À quelques mois de la publication du catalogue raisonné auquel il a consacré les sept dernières années, Guy Cogeval nous a livré les fruits de son enquête «policière».


Guy Cogeval
© Photo : Marie-Louise Deruaz
Depuis la mort d'Edouard Vuillard, en 1940, ses archives dormaient, plutôt répertoriées qu'analysées par les différents historiens d'art qui se sont succédé pour travailler à la demande des héritiers, la famille Salomon, à la constitution du catalogue raisonné de l'œuvre de l'artiste. Il y a sept ans de cela, à la demande de Daniel Wildenstein, c'est l'auteur du petit Découvertes Gallimard «Vuillard, le temps détourné», Guy Cogeval, qui s'attèle à la tâche. Directeur du musée des Monuments français puis du musée des Beaux-Arts de Montréal, depuis 1998, il consacre l'ensemble de ses loisirs et de ses vacances à ce travail. Il s'agit d'analyser un fonds constitué de 6000 dessins, de photographies prises systématiquement dans son atelier ainsi que des lettres et des carnets, une source inépuisable d'informations quand on songe que Vuillard s'est astreint à écrire une page tous les jours, et ce, pendant une cinquantaine d'années.

Le fruit de ce travail titanesque est à présent terminé et c'est un catalogue raisonné en quatre volumes, réunissant trois mille numéros qui doit paraître au mois de février prochain, au moment même où la grande rétrospective internationale consacrée à Vuillard, et dont Guy Cogeval est le commissaire, fera escale à la National Gallery of Art de Washington. Cette publication très attendue révolutionne l'image que l'on avait jusqu'alors du peintre. «On l'a toujours considéré comme un moine, un homme discret et effacé. Or c'est tout l'inverse. Vuillard est le parangon du célibataire parisien des années 1900». À croire que personne ne s'était jamais vraiment penché sur ses textes. Il y décrit par le menu sa vie de noctambule, ses sorties avec Toulouse-Lautrec dans les cabarets ou les bordels de la ville. Il y raconte sa longue liaison avec Lucie Hessel, la femme du marchand avec lequel il collabore dès 1900, Jos Hessel et chez lequel il a chambre ouverte. Ces notes révèlent également la manière dont il organise le mariage de sa sœur, Marie, avec son ami, Kerr-Xavier Roussel, tout en sachant que ce ne sera pas une union heureuse.

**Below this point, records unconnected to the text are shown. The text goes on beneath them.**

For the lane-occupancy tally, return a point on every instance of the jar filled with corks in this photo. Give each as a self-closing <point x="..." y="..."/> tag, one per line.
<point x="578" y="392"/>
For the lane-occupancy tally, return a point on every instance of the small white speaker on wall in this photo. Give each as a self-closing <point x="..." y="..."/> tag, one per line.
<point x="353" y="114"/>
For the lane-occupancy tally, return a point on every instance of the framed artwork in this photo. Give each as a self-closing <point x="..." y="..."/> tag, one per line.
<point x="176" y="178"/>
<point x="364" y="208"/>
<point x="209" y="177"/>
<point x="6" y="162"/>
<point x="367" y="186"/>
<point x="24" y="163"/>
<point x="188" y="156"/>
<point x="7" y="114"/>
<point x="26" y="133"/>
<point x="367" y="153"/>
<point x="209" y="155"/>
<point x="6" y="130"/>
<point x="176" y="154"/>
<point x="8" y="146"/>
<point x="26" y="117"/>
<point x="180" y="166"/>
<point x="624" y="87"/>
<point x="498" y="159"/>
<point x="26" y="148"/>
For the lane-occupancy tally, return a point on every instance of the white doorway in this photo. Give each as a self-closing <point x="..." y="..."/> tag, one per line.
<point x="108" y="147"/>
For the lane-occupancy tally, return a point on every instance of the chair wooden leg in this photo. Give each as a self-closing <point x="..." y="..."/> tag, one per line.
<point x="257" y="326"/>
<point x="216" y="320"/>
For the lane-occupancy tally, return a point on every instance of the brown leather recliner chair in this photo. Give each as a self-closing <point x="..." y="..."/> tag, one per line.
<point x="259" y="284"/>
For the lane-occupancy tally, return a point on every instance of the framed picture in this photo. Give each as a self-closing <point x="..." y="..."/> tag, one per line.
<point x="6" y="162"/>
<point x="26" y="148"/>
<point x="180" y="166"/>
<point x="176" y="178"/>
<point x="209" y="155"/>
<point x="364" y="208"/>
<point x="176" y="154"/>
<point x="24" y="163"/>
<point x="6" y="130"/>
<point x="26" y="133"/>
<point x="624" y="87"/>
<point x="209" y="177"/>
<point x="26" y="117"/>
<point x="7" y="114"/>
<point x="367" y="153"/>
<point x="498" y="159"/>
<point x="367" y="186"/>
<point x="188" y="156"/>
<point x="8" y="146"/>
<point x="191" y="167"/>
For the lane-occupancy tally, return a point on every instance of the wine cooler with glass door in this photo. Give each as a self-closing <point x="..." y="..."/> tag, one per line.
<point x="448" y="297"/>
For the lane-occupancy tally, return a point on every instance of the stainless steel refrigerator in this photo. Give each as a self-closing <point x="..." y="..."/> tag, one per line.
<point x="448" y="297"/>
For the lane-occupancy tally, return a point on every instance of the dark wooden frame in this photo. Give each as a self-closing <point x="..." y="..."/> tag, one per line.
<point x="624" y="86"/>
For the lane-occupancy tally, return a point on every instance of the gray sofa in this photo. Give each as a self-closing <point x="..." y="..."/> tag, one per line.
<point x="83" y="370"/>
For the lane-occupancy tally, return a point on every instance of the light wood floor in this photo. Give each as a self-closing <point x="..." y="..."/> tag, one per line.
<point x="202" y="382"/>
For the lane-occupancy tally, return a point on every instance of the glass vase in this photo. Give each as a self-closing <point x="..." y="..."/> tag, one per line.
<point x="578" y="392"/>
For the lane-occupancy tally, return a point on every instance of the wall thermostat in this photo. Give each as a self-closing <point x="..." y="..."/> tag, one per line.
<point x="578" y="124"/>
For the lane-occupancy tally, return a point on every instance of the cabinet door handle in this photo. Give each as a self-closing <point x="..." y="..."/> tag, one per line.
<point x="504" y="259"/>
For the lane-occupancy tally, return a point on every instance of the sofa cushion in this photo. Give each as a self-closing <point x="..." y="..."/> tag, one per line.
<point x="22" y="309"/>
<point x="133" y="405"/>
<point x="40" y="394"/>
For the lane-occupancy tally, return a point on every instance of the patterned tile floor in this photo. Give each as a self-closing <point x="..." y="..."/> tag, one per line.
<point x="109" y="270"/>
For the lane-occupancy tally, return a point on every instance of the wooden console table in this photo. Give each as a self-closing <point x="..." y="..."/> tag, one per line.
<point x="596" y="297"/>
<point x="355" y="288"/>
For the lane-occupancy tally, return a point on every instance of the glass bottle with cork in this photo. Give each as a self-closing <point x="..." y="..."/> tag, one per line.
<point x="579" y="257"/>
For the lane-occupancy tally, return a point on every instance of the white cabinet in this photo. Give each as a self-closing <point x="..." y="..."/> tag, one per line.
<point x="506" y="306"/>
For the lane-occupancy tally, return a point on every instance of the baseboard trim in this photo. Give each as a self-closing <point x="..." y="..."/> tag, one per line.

C'est là que connaissances biographiques et compréhension de l'œuvre se rejoignent. Souvent analysées sans que les figures humaines aient été bien identifiées, les peintures de Vuillard avaient souvent été considérées comme «désincarnées» alors même qu'elles se nourrissent de l'univers familier du peintre. «C'était un grand manipulateur qui créait des situations dignes d'un drame d'Ibsen pour les mettre en scène dans ses tableaux». C'est donc en traquant les évènements de la vie de Vuillard et de tous ceux qui l'entourent à la manière d'un enquêteur que Guy Cogeval a pu restituer le caractère profond de certaines toiles pourtant célèbres. Ainsi, le Grand intérieur aux six personnages conservé au Kunsthaus de Zürich a acquis une nouvelle dimension. Elle représentait, dans l'intérieur bourgeois de Paul Ranson, sur le boulevard du Montparnasse, le drame qui se trame autour de lui : sa mère et sa sœur sont présentes, auprès du fiancé de cette dernière, Roussel, alors qu'entre dans la pièce, Germaine Rousseau, la sœur de la maîtresse de maison et l'amante de Roussel. Une toile scandaleuse dans ce petit milieu, une toile que Vuillard a repris quelques années plus tard modifiant l'identité de la troisième femme, sans doute à la demande de Vallotton auquel il a offert le tableau.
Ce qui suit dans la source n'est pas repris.